Q: I couldn’t find anything on the verb “gress,” yet it forms the root of many often used words today.  How about a take on the apparently outdated verb and its offspring?

A: As far as we can tell, English has never had a verb spelled “gress,” though the noun “grease” was occasionally written as “gresse” and the verb as “greese.”

The “gress” element you find in many English words, (“aggression,” “digress,” “progression,” “transgressive,” and so on) ultimately comes from the Latin gress-, participial stem of gradi (to step or walk).

So etymologically speaking, “aggression” means stepping toward another in a hostile way, “digress” to step apart, “progression” a stepping forward, “transgressive” stepping beyond a boundary, “ingress” a stepping in, “egress” a stepping out.

Similarly, many English words include the element “grade,” which is also derived from the Latin gradi, present infinitive form of the verb gradior (to step or walk).

So, a “grade school” is made up of several “grades,” or steps, while students take a step up when they “graduate.” And a “centigrade” thermometer has 100 grades, or steps, from the freezing to the boiling points of water.

The word elements “gress” and “grade” are “morphemes,” linguistic forms that cannot be broken up into smaller meaningful units.

“Gress” is a “bound morpheme,” one that has meaning only when attached to other elements, like prefixes or suffixes, while “grade” is a “free morpheme,” one that can stand alone and make sense.

Here are a few early examples from the Oxford English Dictionary for various English words with “gress” and “grade” morphemes derived from the Latin terms for stepping:

  • “In oure progresse to outward werkis.” From The Reule of Crysten Religioun, composed around 1443 by Reginald Pecock, published and edited in 1927 by William Cabell Greet.
  • “Digresse or go a little out of the pathe, digredior.” From Abcedarium Anglo Latinum (1552), an English-Latin dictionary by Richard Huloet.
  • Aggression, an aggression, assault, incounter, or first setting on.” From A Dictionarie of the French and English Tongues (1611), by Randle Cotgrave.
  • “Hou sone þat god hem may degrade” (“How soon that God may degrade them”). From “Song of Yesterday” (c. 1325), published in Early English Poems and Lives of Saints With Those of the Wicked Birds Pilate and Judas (1862), edited by Frederick J. Furnivall.
  • “Master Edmund, that was my rewlere at Oxforth, berar her-of, kan tell yow, or ellys any oder gradwat” (“Master Edmund, who was my tutor at Oxford, bearer of [the letter] hereof, can tell you, or else any other graduate”). From a 1479 letter published in the Paston Letters (2004–2005), edited by Norman Davis, Richard Beadle, and Colin Richmond.

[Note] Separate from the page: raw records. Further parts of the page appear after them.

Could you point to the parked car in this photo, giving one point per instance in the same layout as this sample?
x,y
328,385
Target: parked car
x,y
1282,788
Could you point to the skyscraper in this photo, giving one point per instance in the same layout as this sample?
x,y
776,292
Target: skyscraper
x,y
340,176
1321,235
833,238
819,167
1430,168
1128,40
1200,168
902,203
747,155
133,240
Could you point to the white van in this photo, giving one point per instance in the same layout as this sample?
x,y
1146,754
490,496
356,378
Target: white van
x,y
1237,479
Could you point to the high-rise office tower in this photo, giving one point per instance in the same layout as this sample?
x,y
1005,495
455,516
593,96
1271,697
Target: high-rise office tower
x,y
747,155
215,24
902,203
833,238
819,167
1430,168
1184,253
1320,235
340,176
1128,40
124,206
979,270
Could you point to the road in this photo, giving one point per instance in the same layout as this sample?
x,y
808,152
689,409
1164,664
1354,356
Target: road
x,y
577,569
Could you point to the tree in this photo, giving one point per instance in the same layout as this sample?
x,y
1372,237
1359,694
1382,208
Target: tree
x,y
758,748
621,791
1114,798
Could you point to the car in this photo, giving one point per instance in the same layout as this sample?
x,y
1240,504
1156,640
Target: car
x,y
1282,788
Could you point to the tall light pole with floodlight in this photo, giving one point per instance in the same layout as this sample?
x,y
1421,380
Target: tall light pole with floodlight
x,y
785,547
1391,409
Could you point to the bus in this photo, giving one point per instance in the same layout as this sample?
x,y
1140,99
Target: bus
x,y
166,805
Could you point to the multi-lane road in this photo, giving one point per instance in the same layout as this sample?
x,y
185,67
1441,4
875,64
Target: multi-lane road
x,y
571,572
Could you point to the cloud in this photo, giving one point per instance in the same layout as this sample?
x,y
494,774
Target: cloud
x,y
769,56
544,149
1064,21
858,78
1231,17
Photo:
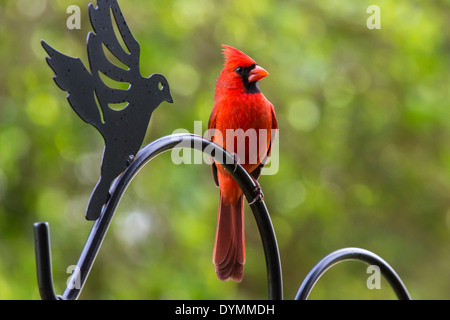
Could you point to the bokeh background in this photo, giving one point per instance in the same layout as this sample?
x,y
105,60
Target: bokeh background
x,y
364,120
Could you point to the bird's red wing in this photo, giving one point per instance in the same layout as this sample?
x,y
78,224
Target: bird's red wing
x,y
257,172
211,127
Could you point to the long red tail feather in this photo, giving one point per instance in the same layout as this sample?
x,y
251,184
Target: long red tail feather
x,y
229,248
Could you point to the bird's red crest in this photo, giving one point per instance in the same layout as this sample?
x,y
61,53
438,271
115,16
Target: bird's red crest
x,y
235,58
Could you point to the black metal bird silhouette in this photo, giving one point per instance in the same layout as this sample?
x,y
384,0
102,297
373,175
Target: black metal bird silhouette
x,y
123,130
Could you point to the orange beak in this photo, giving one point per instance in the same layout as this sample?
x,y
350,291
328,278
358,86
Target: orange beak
x,y
257,73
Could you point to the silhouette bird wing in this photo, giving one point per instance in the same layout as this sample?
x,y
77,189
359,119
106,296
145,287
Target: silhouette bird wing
x,y
88,95
103,17
72,76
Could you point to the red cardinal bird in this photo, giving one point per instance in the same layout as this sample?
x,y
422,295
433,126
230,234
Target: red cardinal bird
x,y
239,104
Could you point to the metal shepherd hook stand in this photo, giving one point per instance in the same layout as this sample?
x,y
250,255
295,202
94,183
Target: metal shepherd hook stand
x,y
123,132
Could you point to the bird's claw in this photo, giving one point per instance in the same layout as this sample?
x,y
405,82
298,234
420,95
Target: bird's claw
x,y
259,196
236,161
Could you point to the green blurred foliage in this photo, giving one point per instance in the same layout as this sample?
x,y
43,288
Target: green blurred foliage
x,y
364,123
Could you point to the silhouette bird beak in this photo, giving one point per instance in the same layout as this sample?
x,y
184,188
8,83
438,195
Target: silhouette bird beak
x,y
257,73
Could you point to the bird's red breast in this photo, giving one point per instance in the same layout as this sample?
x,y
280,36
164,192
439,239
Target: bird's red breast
x,y
242,119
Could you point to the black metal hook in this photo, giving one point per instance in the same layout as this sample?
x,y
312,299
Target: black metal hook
x,y
352,254
101,225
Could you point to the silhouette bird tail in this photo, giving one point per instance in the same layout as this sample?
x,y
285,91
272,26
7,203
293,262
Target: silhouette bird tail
x,y
229,248
99,198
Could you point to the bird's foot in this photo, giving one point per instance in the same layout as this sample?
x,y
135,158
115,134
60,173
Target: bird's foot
x,y
259,196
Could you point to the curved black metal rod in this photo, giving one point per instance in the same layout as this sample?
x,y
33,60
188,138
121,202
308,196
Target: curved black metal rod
x,y
101,225
352,254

In case you’re interested, we’ll end with an expanded 15th-century “grease” citation from the OED with the verb spelled “greese” and the noun “gresse.”

The following passage is from a list of decrees issued in 1462 by the office of deacons at the Church of the Holy Trinity in Coventry:

“Hys Fellowe schall greese ye bellys [bellows] and Fynde gresse therto wan they nede.” From a transcript of the document included in a letter written on June 14, 1834, to British Magazine and Monthly Register of Religious and Ecclesiastical Information (Sept. 1, 1834).